Major fears about construction product safety have been raised following the European Commission’s decision to water down regulations covering the CE marking system.
Concern follows the replacement of the Construction Products Directive with the Construction Products Framework on 1 July. The new framework makes it easier for manufacturers of non-standard products to obtain a CE mark indicating compliance with its requirements.
Manufacturers are also no longer required to provide as much guidance about how to use their products correctly as they were under the Construction Products Directive.
The significance of the shift emerged at a conference for stakeholders in Brussels late last month.
Contractors fear the move will trigger an increase in structural failures, for which they will be held accountable.
“Construction products are not commodity products,” said European contractors federation Fiec’s technical commission chairman Jan Coumans.
“They are safety critical. The future of the European construction industry depends on innovation. But if the system does not give us confidence, then it will reduce our willingness to use innovative products, because in most cases, when something goes wrong, the contractor is reliant on the goodwill of manufacturer to come forward, as you can always find some fault in the contractor’s installation.”
The legislative change is driven by the European Commission’s desire to make it easier to get new products to market.
Instead of having to demonstrate a products’ fitness for purpose in use in order to obtain a “European Technical Approval”, manufacturers now must simply demonstrate that the product meets certain performance criteria in order to receive a “European Technical Assessment”.
These criteria will be set out in new European Approval Documents (EADs) but these have yet to be drafted.
Once a product is assessed, and awarded a CE mark, the rules then limit the degree to which manufacturers cab offer detailed guidance on how the product should be installed.
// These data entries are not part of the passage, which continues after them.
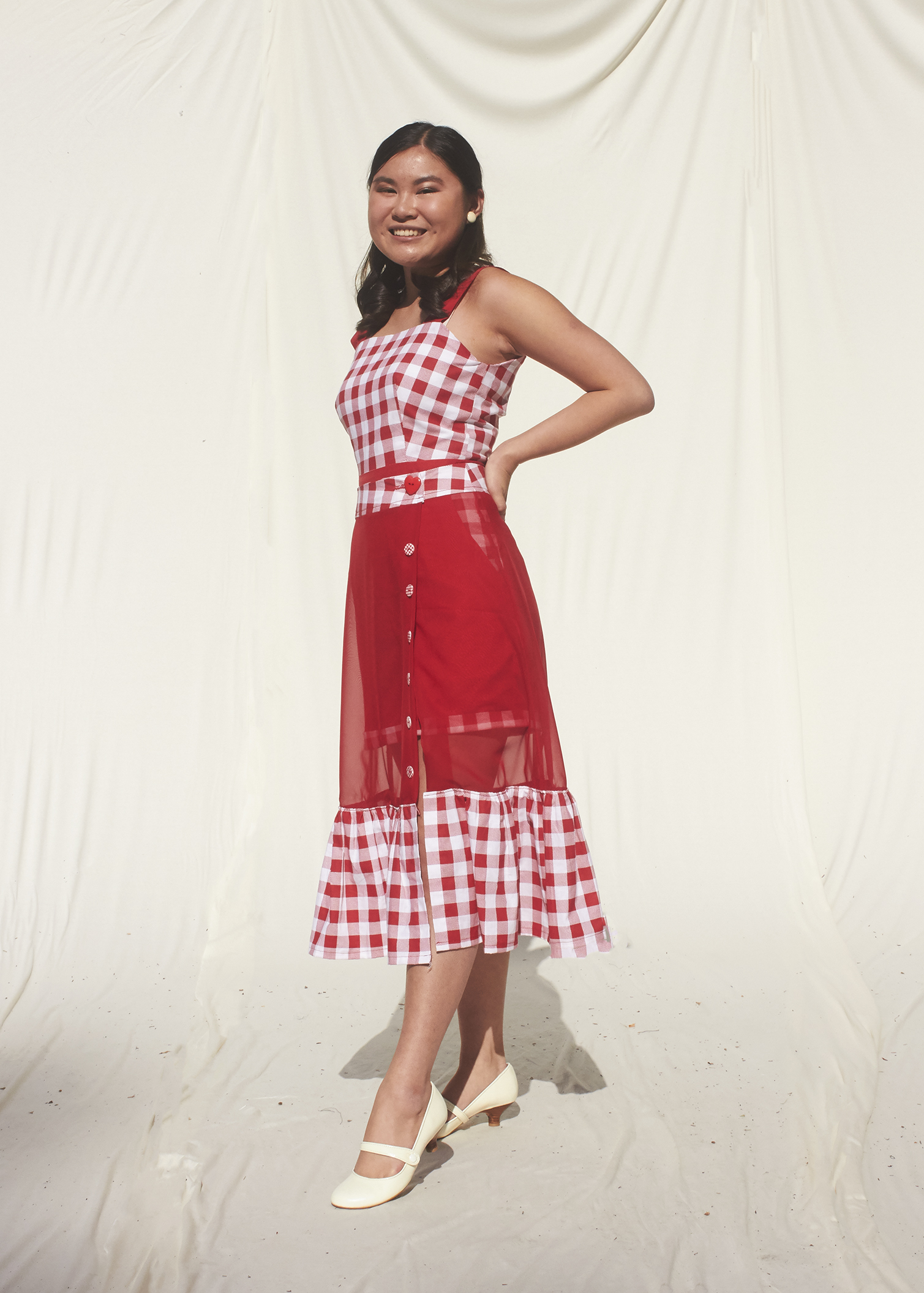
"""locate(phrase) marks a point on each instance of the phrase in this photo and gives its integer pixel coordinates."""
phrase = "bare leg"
(481, 1029)
(431, 996)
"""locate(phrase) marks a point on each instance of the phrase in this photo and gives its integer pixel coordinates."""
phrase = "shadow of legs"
(539, 1043)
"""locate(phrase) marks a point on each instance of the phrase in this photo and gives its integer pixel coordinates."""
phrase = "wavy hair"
(380, 281)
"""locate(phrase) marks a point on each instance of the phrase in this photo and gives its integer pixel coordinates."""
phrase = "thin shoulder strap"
(452, 302)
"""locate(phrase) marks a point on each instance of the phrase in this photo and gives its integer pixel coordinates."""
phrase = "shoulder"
(503, 295)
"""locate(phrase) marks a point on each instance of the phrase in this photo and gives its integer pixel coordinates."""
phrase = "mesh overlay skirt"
(443, 645)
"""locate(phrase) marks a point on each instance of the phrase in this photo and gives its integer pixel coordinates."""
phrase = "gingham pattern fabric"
(370, 898)
(498, 865)
(415, 396)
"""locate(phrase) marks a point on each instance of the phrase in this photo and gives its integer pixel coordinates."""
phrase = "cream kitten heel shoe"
(492, 1101)
(370, 1191)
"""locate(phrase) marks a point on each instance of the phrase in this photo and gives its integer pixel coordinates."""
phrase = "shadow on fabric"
(539, 1043)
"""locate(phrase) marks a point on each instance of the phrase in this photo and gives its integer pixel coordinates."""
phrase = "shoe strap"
(393, 1151)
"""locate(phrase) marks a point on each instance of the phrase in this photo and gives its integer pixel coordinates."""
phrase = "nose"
(404, 207)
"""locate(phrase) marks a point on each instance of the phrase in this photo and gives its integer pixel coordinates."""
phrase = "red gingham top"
(418, 396)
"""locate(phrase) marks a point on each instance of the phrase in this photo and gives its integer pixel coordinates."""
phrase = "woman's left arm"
(530, 321)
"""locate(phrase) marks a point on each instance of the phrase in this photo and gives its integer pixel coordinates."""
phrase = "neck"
(412, 293)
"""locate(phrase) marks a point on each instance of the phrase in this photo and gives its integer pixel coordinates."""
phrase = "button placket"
(408, 564)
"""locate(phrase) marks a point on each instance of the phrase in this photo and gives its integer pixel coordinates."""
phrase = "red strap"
(448, 307)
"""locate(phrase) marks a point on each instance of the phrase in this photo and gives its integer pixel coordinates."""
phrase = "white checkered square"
(370, 899)
(415, 396)
(498, 865)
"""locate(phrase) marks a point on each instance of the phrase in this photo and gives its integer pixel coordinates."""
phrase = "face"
(417, 210)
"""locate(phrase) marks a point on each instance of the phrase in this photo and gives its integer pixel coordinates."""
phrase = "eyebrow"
(421, 179)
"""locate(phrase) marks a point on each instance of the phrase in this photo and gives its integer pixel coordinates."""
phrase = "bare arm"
(527, 320)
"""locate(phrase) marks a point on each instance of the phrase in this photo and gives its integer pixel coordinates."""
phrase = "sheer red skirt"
(443, 644)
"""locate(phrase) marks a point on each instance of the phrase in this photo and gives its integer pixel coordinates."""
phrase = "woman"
(456, 829)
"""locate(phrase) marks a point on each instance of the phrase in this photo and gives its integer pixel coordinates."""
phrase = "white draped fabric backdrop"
(731, 190)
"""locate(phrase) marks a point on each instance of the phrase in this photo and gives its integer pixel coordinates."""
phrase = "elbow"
(645, 400)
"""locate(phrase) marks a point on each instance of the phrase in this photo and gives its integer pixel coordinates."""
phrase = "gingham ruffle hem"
(498, 865)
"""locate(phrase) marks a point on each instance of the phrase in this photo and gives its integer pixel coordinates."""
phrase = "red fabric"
(449, 574)
(498, 865)
(448, 305)
(443, 642)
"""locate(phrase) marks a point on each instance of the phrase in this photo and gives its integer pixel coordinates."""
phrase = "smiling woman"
(425, 216)
(457, 830)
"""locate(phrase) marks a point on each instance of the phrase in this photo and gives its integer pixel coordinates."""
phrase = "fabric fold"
(500, 864)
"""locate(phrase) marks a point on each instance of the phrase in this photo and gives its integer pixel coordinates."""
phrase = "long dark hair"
(380, 282)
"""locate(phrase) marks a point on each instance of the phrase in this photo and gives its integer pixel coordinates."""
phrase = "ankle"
(405, 1097)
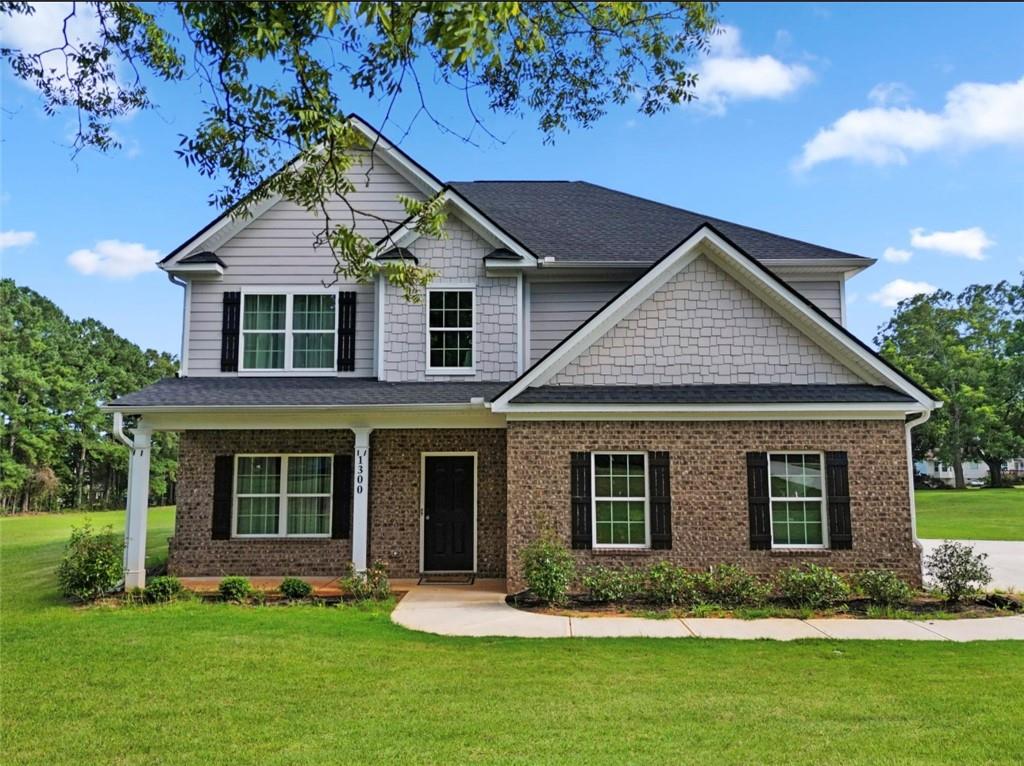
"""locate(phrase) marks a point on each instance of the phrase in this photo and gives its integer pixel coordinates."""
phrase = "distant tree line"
(56, 450)
(968, 349)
This is in stark contrast to the old regime, whereby products receiving an ETA and CE mark had to provide a “library” of documentation including detailed instructions on how they should be used.
The significance of the shift in legislation emerged at a conference for stakeholders in Brussels late last month.
“It is essential that CE marking and ETAs provide users with all the necessary information to install or execute correctly,” said Coumans, adding that it was a real concern that legislation around safety critical products was being relaxed, and that information on how best to use them was being deliberately cut back.
“Given that CE marking and ETA documents will have an inherent credibility among users, FIEC fears that CE marking and ETA documents may be mis-used by the not-too-serious manufacturers,” he said.
“One expectation of CE marking and [the acronym] ETAs is that they confirm that the product meets a given specification,” agreed Rainer Mikulits, managing director of the Austrian Institute of Construction Engineering and president of the European Organisation for Technical Assessment (EOTA), the European Commission-backed body responsible for running the assessments programme.
“That is no longer the case. It just confirms that a product conforms with a declared performance criteria.”
“It is a change in philosophy and it is a concern,” he said.
Mikultis questioned the decision to give the manufacturer the power to decide which specific properties of his product would be tested.
“It is a little bit like Christmas. The CPF states that “the performance of these essential characteristics is to be agreed by the manufacturer and the assessment body.
“The ETA is no longer an assessment of the fitness for use.”
Progress on defining the EADs which will be used to carry out ETAs is slow and the industry remains in limbo. Products awarded a CE mark through the old ETA process and put on the market before 1 July remain valid. But products launched since remain without access to CE marking or any third party accreditation process.